Although working with the refugee community as equal partners can bring such challenges, members of the community are held as a responsible actors in delivering services and managing the camps for their own population. Over the years, the humanitarian and refugee community have gained experience working together. This has allowed for the different interests, processes and relative strengths and weaknesses of each stakeholder to be better understood by the other. Both communities work together to promote humanitarian objectives.
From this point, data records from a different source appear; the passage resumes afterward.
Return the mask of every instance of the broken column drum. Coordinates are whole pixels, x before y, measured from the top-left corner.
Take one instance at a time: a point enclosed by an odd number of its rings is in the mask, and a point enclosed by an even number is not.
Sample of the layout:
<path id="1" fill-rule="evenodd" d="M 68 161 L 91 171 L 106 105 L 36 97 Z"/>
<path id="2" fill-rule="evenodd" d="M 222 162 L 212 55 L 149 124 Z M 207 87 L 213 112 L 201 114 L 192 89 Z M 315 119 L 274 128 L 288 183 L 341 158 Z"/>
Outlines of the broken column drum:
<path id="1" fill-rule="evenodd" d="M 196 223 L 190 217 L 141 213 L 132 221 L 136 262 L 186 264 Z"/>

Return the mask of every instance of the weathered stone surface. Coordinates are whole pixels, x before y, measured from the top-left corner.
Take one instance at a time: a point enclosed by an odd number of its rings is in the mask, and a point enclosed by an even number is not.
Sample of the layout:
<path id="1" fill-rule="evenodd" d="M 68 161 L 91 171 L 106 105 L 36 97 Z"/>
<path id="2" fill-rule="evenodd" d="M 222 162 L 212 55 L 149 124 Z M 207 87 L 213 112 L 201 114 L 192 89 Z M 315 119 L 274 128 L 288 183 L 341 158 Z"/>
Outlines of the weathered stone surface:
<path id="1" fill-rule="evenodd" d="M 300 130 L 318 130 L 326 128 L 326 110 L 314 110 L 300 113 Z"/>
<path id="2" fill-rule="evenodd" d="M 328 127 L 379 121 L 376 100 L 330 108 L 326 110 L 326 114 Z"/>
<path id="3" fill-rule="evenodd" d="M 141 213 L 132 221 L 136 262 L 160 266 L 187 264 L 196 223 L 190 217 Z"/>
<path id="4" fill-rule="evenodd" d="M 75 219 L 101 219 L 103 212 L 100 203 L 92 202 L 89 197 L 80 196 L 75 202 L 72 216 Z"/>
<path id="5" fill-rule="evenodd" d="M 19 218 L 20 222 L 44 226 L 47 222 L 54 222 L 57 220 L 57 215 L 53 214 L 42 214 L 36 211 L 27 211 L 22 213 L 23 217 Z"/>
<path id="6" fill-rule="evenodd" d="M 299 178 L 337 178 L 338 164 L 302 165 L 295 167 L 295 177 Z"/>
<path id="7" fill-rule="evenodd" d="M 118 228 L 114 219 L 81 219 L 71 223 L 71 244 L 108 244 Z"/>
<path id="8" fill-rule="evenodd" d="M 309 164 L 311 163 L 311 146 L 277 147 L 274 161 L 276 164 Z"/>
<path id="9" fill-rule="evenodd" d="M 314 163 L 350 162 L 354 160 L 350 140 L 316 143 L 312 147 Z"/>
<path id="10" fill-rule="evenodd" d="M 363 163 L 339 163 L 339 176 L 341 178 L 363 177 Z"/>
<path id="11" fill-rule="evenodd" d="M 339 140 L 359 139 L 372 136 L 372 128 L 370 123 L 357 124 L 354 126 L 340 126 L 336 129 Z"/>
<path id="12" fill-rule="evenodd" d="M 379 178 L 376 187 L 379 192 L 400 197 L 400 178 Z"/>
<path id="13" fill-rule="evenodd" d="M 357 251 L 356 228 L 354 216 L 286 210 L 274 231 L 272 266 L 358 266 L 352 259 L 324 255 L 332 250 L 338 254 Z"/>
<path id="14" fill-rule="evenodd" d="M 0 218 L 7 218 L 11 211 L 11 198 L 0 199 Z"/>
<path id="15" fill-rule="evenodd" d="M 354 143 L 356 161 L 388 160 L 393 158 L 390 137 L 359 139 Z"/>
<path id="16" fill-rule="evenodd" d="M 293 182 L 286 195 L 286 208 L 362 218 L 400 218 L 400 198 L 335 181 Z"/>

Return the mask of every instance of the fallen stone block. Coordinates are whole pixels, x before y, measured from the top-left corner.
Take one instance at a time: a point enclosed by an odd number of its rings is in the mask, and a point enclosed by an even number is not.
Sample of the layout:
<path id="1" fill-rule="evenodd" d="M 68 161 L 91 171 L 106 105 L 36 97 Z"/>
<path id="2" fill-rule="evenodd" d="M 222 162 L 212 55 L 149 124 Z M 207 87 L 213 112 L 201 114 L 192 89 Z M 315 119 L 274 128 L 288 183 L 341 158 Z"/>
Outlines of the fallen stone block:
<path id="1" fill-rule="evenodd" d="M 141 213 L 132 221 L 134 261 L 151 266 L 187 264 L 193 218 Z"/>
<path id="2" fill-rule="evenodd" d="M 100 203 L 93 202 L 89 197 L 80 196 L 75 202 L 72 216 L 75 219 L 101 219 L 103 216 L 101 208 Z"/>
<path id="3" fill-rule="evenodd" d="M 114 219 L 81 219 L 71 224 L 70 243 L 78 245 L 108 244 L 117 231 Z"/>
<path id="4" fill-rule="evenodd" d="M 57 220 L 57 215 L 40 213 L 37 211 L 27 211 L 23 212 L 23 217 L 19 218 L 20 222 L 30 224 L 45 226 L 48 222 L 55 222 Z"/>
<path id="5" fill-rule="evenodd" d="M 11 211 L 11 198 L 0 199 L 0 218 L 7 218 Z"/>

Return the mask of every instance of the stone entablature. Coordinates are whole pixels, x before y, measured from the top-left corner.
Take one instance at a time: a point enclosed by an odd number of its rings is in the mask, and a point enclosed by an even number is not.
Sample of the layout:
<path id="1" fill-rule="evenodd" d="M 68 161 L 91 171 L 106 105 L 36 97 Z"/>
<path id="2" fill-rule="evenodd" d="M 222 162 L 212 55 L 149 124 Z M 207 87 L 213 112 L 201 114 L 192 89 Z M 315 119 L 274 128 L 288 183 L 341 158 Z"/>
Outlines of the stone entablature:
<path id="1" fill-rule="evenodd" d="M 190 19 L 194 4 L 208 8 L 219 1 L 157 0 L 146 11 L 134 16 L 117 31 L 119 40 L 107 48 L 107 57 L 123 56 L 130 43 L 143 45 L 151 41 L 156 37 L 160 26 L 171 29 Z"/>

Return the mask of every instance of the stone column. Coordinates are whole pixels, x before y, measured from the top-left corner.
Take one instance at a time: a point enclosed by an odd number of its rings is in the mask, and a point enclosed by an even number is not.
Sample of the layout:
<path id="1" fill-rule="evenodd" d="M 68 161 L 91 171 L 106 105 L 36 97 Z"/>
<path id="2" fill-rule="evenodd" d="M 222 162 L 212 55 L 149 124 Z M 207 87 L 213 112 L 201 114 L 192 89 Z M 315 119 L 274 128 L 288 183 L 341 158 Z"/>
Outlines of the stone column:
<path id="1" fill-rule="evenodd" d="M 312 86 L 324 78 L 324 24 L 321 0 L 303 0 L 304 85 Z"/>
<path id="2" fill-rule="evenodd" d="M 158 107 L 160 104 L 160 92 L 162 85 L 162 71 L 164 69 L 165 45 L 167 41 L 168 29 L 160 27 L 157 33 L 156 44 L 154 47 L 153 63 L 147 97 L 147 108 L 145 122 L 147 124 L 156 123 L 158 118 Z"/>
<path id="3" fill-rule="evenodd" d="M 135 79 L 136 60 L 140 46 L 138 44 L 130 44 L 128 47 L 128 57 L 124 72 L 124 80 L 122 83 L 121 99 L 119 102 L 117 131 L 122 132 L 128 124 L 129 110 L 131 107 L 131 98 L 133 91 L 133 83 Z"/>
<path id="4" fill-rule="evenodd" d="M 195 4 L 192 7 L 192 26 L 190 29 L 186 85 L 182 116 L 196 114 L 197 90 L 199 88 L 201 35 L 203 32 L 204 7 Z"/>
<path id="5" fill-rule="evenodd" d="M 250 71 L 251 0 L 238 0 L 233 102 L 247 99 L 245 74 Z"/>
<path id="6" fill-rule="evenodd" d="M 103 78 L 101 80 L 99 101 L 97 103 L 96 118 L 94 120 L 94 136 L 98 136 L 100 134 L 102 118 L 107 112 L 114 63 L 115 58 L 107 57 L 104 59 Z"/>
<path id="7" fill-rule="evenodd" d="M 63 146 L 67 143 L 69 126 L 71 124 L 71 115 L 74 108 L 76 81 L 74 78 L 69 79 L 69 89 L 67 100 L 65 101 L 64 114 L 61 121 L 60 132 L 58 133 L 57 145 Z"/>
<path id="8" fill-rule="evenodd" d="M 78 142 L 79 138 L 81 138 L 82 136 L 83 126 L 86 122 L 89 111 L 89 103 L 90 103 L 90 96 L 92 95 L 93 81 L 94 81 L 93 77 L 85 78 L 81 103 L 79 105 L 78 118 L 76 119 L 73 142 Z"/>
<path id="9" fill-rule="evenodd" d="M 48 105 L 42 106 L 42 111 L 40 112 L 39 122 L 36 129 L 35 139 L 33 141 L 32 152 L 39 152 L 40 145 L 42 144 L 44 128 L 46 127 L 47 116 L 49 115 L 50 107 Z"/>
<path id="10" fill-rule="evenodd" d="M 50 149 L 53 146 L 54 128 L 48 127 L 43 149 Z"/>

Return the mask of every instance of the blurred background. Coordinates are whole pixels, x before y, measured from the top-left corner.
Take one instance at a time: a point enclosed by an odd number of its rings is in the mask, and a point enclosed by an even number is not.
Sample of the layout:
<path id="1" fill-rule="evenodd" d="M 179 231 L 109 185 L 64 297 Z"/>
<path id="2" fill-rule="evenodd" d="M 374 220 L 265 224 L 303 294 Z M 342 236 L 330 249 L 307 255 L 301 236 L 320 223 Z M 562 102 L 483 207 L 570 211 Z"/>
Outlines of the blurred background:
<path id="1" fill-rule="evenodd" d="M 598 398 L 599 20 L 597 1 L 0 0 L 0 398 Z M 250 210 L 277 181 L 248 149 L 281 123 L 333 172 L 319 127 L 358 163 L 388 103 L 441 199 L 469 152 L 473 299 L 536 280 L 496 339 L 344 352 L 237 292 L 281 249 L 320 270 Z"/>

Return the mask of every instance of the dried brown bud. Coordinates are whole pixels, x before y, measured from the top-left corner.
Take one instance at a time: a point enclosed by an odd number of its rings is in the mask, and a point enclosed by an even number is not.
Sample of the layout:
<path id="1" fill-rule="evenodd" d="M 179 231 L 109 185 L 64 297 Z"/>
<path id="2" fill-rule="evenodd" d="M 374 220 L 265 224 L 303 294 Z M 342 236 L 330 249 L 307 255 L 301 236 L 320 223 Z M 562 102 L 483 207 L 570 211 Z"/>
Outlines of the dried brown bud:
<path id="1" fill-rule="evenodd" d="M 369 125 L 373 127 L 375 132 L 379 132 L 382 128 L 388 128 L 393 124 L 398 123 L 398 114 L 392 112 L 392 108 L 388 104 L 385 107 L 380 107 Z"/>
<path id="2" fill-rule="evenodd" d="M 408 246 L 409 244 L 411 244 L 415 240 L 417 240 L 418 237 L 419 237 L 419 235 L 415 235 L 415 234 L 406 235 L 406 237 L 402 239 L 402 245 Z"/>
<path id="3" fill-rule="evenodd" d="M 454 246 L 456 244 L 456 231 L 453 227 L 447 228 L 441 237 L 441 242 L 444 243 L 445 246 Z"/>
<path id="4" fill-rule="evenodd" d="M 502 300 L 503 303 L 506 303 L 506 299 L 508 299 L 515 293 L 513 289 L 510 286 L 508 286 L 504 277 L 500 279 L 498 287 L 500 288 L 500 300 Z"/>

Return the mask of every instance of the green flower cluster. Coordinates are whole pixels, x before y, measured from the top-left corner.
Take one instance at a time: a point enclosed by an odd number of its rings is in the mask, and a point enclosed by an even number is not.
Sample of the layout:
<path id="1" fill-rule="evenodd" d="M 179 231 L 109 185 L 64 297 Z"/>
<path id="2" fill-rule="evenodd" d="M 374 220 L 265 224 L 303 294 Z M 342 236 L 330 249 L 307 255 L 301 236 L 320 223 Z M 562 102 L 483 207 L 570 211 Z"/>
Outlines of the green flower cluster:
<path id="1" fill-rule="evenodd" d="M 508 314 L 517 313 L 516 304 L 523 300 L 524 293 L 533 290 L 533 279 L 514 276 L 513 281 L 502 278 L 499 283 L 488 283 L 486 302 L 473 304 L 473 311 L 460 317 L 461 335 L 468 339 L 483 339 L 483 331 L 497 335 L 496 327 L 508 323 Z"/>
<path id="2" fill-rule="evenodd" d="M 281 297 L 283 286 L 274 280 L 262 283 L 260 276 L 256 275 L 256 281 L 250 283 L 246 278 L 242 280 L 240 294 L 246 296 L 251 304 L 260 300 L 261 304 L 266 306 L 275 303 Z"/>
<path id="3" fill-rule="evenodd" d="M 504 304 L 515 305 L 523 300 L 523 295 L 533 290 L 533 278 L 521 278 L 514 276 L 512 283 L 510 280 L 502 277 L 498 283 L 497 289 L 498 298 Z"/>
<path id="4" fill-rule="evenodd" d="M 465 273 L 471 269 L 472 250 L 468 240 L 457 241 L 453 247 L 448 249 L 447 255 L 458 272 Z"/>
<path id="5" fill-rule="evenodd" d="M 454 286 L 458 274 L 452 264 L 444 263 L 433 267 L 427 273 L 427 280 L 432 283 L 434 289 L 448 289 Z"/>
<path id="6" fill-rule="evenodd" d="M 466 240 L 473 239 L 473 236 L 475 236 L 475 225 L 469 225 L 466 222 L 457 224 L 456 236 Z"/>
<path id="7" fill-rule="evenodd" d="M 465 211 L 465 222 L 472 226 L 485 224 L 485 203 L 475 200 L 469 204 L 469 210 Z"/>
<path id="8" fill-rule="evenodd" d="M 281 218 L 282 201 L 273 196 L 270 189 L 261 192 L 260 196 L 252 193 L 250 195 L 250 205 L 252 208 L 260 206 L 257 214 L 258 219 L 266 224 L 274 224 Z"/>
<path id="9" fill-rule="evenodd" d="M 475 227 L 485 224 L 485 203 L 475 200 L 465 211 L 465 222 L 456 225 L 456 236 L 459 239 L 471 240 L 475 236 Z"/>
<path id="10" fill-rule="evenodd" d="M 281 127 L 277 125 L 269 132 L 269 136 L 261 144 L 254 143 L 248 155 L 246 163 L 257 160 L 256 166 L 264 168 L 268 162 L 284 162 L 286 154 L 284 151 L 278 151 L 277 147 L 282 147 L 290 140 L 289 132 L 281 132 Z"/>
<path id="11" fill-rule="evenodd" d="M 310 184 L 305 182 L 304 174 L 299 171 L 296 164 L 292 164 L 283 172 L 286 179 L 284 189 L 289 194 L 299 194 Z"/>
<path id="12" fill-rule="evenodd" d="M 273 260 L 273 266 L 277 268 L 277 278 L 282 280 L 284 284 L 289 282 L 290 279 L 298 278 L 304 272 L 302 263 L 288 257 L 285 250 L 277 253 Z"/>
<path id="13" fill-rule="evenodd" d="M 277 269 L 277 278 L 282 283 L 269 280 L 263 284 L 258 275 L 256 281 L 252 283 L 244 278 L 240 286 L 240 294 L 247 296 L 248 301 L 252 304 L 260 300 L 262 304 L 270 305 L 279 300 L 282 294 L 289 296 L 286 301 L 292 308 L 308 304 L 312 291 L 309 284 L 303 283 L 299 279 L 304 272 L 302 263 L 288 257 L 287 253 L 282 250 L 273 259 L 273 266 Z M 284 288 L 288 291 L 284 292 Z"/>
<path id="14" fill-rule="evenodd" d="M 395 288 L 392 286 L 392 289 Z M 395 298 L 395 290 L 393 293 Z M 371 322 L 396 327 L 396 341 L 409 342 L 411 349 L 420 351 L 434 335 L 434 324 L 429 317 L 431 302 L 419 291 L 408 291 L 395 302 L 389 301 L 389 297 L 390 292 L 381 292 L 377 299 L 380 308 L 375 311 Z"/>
Results of the Good Practice

  • Empowerment and Participation: Participation is a right. It is encapsulated in the spirit of the Global Compact for Refugees to promote refugees as equal partners, placing them at the center of decision-making while encouraging the “whole of society approach”. The Saharwi refugee leadership groups manage a total of five camps near Tindouf, Algeria and have an established seat at the table. Refugees implement their own activities, manage their own partnerships and advocate for resources domestically and internationally.
  • Efficient, Equitable and Sustainable: The refugee leadership has managed the camps since their establishment in the mid-1970s. They promote solidarity, equality and volunteerism. This allows the camps to be run in an efficient and sustainable manner with refugees leading implementation and management of all basic services in the camps. Gender equality is also promoted within some sectors. For example, in education and social services, women may exceed 80% of the workforce, and currently constitute 2 out of the 5 camp representatives (‘Walis’).
  • Responding to Needs: The grass-roots structure of the camp management, divided from camp level down to neighbourhood level, allows for feedback at the ground level to quickly be received at the higher levels and efforts mobilised swiftly. This community structure is relied on by the humanitarian agencies across the programme cycle, from assessment, planning, implementation to evaluation. 
  • Long-Term Impact and Facilitating Solutions: This community-based structure of camp management provides an important opportunity to develop the communities’ leadership, advocacy, human rights, peace, education and project management skills that are useful in coping with their present situation and may also prove helpful in any future acceptable durable solution.

Next steps

  • Strengthen Existing System: Continue to work closely with the refugee community and strive to improve the system throughout the programme cycle as well as ensure that the community participate in humanitarian inter-agency planning processes;
  • Research and Document Impact: Conduct further research and better document the specific community-based practices, their impact, the relative strengths and weaknesses of the existing system, as well as how the general community participate and are empowered in decision making;
  • Contribute to Best Practice Guidelines: Produce, or contribute to, a detailed best practice guideline promoting proven elements of the community-based system as a potential best practice for other refugee and displacement situations to review and adapt to their context where possible.